Strengthening Polymorphic Prompt Assembling: Dynamic Separator Generation Against Emerging Prompt Injection Attacks
This work provides an incremental improvement for developers and users of LLM agents by strengthening their defense against prompt injection attacks, specifically by mitigating the blast-radius vulnerability of existing PPA methods.
The paper addresses the vulnerability of Polymorphic Prompt Assembling (PPA) to prompt injection attacks, where static separator reuse allows exploitation once a separator leaks. The authors propose a dynamic, per-request separator generation method using SHA-256 digests, which reduces the Attack Success Rate (ASR) against the M1 obfuscation payload from 0.88 to 0.38 and eliminates separator leakage against format_breakout_salad.
Polymorphic Prompt Assembling (PPA) defends LLM agents against prompt injections by randomly selecting separator pairs from a fixed pool to isolate user input from system instructions. Although effective, static pool reuse exposes a blast-radius vulnerability: once a separator leaks, it can be exploited in future requests. We propose a dynamic per-request separator generation using domain-separated SHA-256 digests keyed on the timestamp, session identifier, and cryptographic nonce. Each assembled prompt receives a unique (BEGIN, END) canary pair, thereby limiting leakage exposure to a single request.
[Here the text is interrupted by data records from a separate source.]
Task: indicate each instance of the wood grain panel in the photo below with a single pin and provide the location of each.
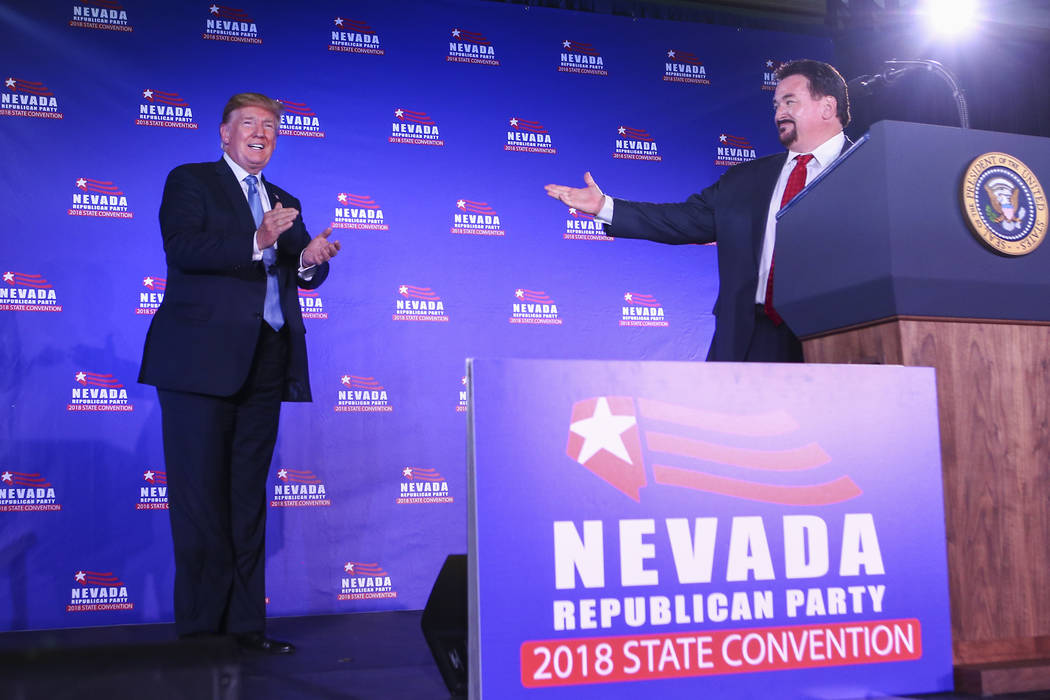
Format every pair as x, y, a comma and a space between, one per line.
993, 398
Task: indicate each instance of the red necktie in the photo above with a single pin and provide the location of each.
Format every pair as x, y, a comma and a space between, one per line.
796, 181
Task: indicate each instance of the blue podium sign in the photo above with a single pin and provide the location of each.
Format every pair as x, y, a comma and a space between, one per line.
746, 531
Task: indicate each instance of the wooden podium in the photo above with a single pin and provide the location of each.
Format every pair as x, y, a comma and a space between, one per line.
876, 263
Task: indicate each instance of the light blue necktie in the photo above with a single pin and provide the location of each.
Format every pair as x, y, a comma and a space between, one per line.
271, 308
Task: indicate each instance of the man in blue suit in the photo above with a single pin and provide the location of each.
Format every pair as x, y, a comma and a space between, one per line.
811, 109
225, 347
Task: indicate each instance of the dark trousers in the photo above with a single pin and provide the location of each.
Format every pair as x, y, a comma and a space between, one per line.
771, 342
217, 452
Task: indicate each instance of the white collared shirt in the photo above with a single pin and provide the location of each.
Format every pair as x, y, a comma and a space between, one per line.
822, 156
240, 173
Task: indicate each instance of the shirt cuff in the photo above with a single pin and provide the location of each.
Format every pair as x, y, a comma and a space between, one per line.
306, 273
604, 214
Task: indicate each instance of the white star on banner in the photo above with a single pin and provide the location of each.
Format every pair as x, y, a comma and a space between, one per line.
603, 430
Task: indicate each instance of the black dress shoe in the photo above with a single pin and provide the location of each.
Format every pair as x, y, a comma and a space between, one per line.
259, 642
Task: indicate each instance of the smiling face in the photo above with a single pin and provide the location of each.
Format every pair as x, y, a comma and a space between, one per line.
803, 122
249, 135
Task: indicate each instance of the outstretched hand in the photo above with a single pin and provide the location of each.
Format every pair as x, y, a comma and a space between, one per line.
320, 249
587, 199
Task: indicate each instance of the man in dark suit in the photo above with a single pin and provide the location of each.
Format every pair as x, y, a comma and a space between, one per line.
739, 212
226, 346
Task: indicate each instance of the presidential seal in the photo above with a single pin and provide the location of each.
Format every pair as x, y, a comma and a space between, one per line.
1005, 204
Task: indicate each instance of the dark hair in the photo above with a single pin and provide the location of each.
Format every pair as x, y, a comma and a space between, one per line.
824, 80
251, 100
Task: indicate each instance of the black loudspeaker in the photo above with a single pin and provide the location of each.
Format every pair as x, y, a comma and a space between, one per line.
197, 670
444, 623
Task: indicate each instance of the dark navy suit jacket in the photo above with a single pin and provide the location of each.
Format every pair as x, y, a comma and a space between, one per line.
732, 212
203, 337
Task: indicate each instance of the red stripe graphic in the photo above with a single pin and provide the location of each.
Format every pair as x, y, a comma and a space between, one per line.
475, 207
636, 299
424, 474
358, 200
580, 47
170, 99
95, 379
414, 292
28, 86
738, 142
100, 186
155, 478
527, 125
97, 578
604, 438
298, 476
532, 296
297, 108
230, 14
636, 134
354, 25
362, 569
22, 279
155, 283
355, 382
414, 117
470, 37
23, 479
684, 57
837, 490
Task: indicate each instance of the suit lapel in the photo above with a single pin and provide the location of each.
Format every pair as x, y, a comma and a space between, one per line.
765, 183
237, 200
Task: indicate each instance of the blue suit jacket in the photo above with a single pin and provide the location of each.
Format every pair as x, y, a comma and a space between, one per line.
732, 212
203, 337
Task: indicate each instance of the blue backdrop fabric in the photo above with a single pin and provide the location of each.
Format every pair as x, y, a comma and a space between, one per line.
424, 132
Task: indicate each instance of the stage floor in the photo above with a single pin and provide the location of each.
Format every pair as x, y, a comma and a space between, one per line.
366, 656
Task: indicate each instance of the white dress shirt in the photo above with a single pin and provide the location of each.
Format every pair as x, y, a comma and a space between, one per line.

We evaluated our extension against 16 injection payloads on Llama-3.3-70B-Instruct-Turbo, with cross-model validation on DeepSeek-V4-Flash model. Against the M1 obfuscation payload (leetspeak + urgency), the dynamic mode reduces the Attack Success Rate (ASR) from 0.88 to 0.38, yielding a statistically significant 2.3 x mitigation verified by non-overlapping 95% Wilson confidence intervals. Against format_breakout_salad, static separator leakage (leak_rate = 0.467) is eliminated entirely in the dynamic mode (0.000), confirming the blast-radius reduction in practice. The implementation requires no model fine-tuning, adds 2.7 microseconds prompt-assembly overhead per request, and is backward compatible with the existing PPA SDK.